Marginal resource cost is: A) Determined by the marginal physical product schedule for an input B) A firm’s cost of hiring one group of inputs, such as capital or labor C) The increase in a firm’s total cost caused by hiring one additional unit of an input D) The firm’s demand curve for a productive resource
The Correct Answer and Explanation is:
Correct Answer: C) The increase in a firm’s total cost caused by hiring one additional unit of an input
Explanation:
Marginal Resource Cost (MRC) is a fundamental concept in microeconomics, particularly in the study of labor markets and resource allocation in production. It refers to the additional cost a firm incurs when it hires one more unit of a particular resource, such as labor, capital, or raw materials. This makes option C the correct answer.
To understand this clearly, think of a factory hiring workers. If the factory has five workers and pays each one 100 dollars per day, the total cost is 500 dollars. If it hires a sixth worker at the same rate, the total cost rises to 600 dollars. The marginal resource cost of hiring the sixth worker is 100 dollars.
This concept is important because it helps firms make decisions about resource use. A profit-maximizing firm will compare the marginal revenue product (MRP) of an input to its marginal resource cost. The MRP is the additional revenue generated by employing one more unit of input. As long as the MRP exceeds the MRC, the firm will benefit from hiring more of that input.
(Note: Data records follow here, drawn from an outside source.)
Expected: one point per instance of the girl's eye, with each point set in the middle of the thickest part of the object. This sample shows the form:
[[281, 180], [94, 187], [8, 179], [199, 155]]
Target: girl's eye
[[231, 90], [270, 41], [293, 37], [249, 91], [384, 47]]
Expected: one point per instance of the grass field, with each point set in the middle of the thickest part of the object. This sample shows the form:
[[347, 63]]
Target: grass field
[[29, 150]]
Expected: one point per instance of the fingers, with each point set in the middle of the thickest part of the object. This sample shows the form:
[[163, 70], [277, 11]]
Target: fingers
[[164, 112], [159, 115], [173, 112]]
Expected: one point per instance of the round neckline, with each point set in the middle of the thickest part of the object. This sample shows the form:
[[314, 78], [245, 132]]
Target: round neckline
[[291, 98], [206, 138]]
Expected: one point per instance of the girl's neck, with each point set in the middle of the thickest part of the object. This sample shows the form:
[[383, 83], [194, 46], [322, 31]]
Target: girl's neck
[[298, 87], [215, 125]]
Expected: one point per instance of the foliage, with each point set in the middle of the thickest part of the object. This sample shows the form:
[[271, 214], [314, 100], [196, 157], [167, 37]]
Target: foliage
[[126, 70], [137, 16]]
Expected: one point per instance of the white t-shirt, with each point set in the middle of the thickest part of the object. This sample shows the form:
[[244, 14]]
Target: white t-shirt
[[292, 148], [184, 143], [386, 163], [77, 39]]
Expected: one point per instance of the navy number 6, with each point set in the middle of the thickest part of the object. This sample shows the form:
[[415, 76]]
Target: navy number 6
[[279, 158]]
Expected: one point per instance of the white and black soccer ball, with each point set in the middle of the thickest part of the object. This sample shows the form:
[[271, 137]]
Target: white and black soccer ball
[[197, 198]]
In a perfectly competitive labor market, the wage rate is constant, so the MRC is equal to the wage rate. However, in a monopsony (where there is only one employer), the firm may need to increase wages to attract more workers, making the MRC greater than the wage paid to each additional worker.
Now, to explain why the other options are incorrect:
- A refers to marginal physical product, which relates to output, not cost.
- B is too broad and vague.
- D confuses marginal resource cost with a firm’s demand for a resource, which is determined by marginal revenue product, not cost.
Thus, option C precisely defines marginal resource cost.